今でこそリサイクルやSDGs(持続可能な開発目標)が注目されていますが、うちはそれをずっと続けてきた。
日本は従来、長く使うことを大切にしている文化があったものの、消費社会の中でそういう発想を忘れがちになっている気がしているので、私たちの仕事でその文化を思い出してもらいたいと思っています。
青木:古いものを大切にしながら、新しいものと組み合わせていく、ということですか?
菅俣社長:そうです。古いことだけにこだわるわけじゃなくて、ミックスしていけばいい。

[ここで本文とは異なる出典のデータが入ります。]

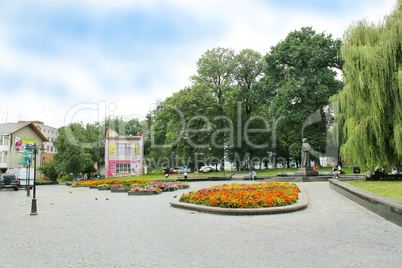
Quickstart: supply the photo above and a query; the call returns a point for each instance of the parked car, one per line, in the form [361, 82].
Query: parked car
[9, 181]
[173, 171]
[205, 169]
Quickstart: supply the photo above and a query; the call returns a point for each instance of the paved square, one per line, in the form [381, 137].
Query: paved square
[76, 230]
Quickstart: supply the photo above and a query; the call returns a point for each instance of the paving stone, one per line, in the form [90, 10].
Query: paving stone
[75, 230]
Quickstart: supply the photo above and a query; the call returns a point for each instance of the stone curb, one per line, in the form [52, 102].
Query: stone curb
[388, 208]
[302, 203]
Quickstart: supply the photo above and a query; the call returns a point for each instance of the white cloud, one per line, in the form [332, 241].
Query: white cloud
[86, 71]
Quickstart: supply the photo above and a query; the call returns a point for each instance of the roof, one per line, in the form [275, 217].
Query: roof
[9, 128]
[112, 134]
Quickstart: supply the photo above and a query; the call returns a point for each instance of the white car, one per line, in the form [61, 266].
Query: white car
[205, 169]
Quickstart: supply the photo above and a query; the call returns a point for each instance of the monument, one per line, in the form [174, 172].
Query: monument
[305, 169]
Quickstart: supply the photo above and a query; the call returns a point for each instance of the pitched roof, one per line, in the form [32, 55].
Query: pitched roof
[9, 128]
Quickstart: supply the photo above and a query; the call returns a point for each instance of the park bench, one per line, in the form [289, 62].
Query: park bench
[379, 176]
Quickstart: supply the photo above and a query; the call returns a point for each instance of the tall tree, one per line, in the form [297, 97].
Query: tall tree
[370, 105]
[249, 67]
[72, 150]
[192, 124]
[301, 74]
[215, 70]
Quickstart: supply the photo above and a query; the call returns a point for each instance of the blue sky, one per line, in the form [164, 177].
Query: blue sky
[81, 60]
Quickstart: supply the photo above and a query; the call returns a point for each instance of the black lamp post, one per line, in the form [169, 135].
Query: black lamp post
[29, 160]
[34, 148]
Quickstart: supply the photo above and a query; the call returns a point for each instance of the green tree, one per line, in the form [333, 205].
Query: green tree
[192, 125]
[369, 106]
[49, 170]
[73, 150]
[215, 70]
[301, 75]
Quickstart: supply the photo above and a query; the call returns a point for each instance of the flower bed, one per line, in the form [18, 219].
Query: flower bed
[258, 195]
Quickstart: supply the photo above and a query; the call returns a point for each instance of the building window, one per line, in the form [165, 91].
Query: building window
[123, 168]
[4, 140]
[3, 157]
[123, 148]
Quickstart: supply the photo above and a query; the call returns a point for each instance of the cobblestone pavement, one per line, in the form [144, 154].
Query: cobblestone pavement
[76, 230]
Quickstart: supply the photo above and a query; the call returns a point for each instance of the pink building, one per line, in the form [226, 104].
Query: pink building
[124, 155]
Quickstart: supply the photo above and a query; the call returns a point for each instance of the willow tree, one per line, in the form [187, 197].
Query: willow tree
[369, 106]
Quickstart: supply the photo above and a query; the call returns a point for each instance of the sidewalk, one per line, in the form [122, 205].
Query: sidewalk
[76, 230]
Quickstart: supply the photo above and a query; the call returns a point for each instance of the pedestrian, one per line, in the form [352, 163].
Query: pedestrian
[253, 174]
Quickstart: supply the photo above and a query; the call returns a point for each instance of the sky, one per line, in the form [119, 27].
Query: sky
[70, 61]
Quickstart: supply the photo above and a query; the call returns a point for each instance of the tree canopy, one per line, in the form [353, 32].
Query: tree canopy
[300, 77]
[370, 105]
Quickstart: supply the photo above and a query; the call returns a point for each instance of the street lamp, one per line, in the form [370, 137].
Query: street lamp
[34, 148]
[27, 187]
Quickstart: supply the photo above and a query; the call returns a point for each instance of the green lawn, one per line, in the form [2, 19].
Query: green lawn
[391, 189]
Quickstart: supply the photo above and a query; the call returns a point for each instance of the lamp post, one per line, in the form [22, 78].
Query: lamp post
[29, 160]
[34, 148]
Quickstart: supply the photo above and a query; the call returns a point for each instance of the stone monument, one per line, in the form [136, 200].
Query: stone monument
[305, 169]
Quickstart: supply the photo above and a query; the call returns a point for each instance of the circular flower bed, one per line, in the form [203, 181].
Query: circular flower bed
[258, 195]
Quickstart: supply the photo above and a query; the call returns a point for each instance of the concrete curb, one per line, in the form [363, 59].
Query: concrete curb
[388, 208]
[302, 203]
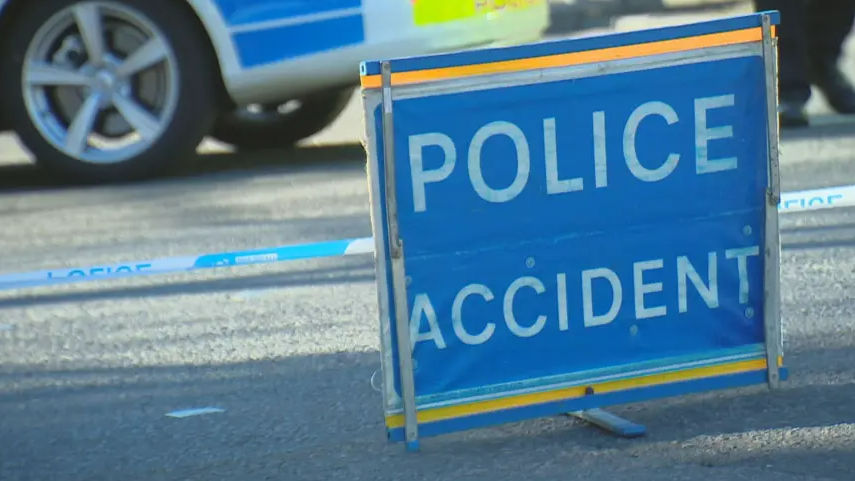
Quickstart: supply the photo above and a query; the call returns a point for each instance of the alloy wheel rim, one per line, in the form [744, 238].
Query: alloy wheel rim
[100, 82]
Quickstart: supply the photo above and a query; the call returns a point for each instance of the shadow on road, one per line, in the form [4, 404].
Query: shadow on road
[316, 417]
[26, 177]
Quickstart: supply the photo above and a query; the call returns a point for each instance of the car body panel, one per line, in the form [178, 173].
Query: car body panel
[276, 50]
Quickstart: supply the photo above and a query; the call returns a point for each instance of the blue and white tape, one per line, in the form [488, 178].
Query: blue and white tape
[347, 247]
[816, 199]
[792, 202]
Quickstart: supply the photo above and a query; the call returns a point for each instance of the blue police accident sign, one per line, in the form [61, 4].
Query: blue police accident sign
[576, 235]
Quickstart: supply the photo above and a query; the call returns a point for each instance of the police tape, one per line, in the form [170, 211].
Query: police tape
[346, 247]
[800, 201]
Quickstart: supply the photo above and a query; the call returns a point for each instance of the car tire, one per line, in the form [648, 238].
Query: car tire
[272, 129]
[163, 93]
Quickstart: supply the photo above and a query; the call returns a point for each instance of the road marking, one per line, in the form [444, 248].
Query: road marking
[186, 413]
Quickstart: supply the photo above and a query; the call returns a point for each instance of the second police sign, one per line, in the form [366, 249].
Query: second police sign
[575, 224]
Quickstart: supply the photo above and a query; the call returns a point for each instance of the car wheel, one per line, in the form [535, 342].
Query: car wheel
[280, 125]
[108, 90]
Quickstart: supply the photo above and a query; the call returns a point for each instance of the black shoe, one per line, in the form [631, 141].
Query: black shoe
[834, 86]
[792, 115]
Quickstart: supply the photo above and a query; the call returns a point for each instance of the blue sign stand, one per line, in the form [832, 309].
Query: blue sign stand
[571, 225]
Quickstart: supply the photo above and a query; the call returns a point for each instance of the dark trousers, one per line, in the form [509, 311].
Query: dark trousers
[810, 37]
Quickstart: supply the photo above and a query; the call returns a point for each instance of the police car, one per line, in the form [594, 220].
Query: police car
[117, 90]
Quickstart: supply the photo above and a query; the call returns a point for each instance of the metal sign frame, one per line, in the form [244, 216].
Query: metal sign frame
[379, 90]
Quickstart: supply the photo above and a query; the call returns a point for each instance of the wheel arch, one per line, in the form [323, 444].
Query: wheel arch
[210, 24]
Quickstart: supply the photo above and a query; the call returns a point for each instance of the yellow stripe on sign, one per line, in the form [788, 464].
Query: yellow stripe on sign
[569, 59]
[432, 12]
[482, 407]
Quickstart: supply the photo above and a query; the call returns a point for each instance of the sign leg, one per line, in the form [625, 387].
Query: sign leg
[611, 423]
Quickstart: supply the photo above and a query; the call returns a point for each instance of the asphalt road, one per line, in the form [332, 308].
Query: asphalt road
[87, 373]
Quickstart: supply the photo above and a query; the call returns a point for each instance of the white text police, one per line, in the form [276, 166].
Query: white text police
[597, 169]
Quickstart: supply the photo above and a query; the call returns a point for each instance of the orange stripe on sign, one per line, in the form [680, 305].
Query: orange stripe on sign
[574, 58]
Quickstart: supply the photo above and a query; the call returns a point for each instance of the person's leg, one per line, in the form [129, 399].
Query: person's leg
[829, 23]
[793, 62]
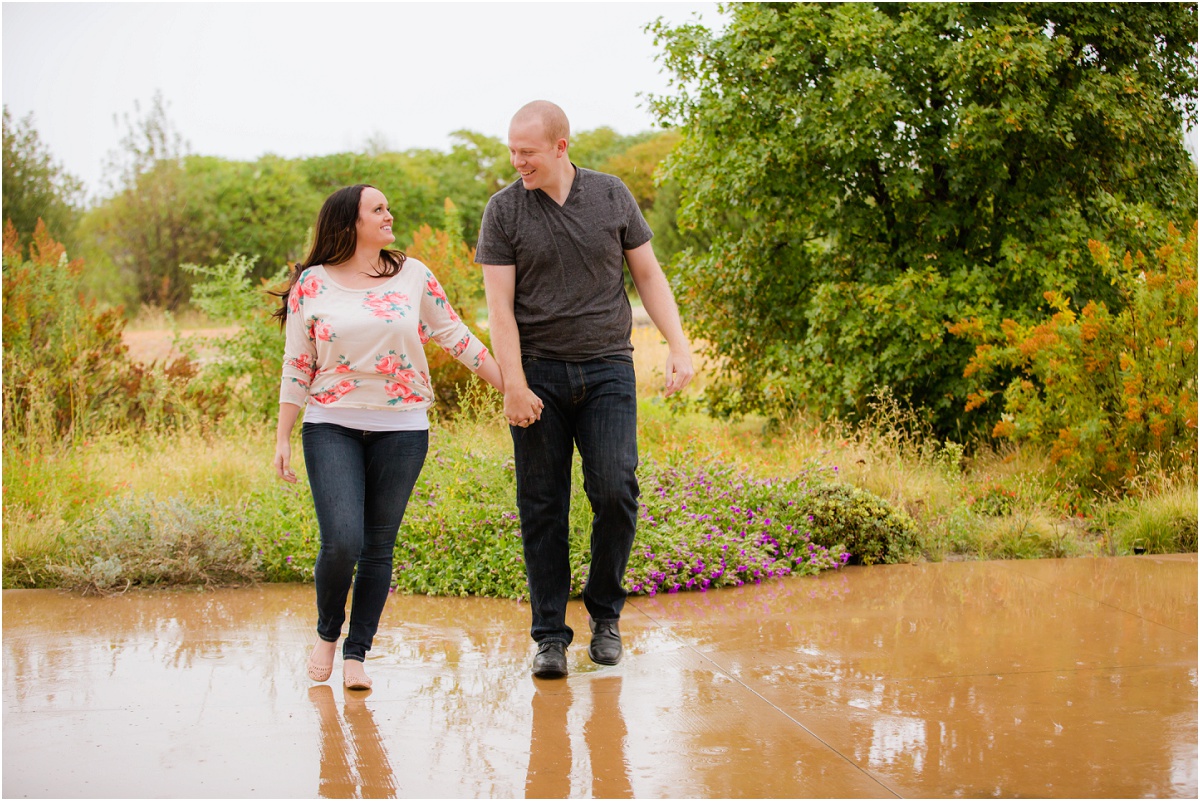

そうやって考えを持ち続けることが、これからを生き抜く力になると思っています。
この動画を見て「これもオーバーホールできないか」とか「自分の仕事に活かせないか」と考えてくれる人が出てきたら、それが一番嬉しいですね。
単純な作業であれば機械でも代替できる時代ですが、人間には、自分で考えるという力があるはずなんです。
青木:その思いは、社員さんとの関わりにもつながっていますよね。
菅俣社長:もちろん。「どんな小さなことでもいいから、考えたこと言ってみて」って社員にはよく言っています。
そこから突破口が開けることもあるし、考えることって本当に面白いんです。
青木:大阪機器という会社の全体像や、新しい挑戦に対するワクワクする気持ちが、動画になっていろんな人に届いてほしいと思いました。
動画完成を目前に、菅俣社長の目には「これからどうなるんだろう」というワクワクが溢れていました。
オーバーホールという仕事の価値や、社長の「考える面白さ」への信念が、一本のアニメーションに込められようとしています。
この挑戦が、どんな人に届いていくのか楽しみに感じました。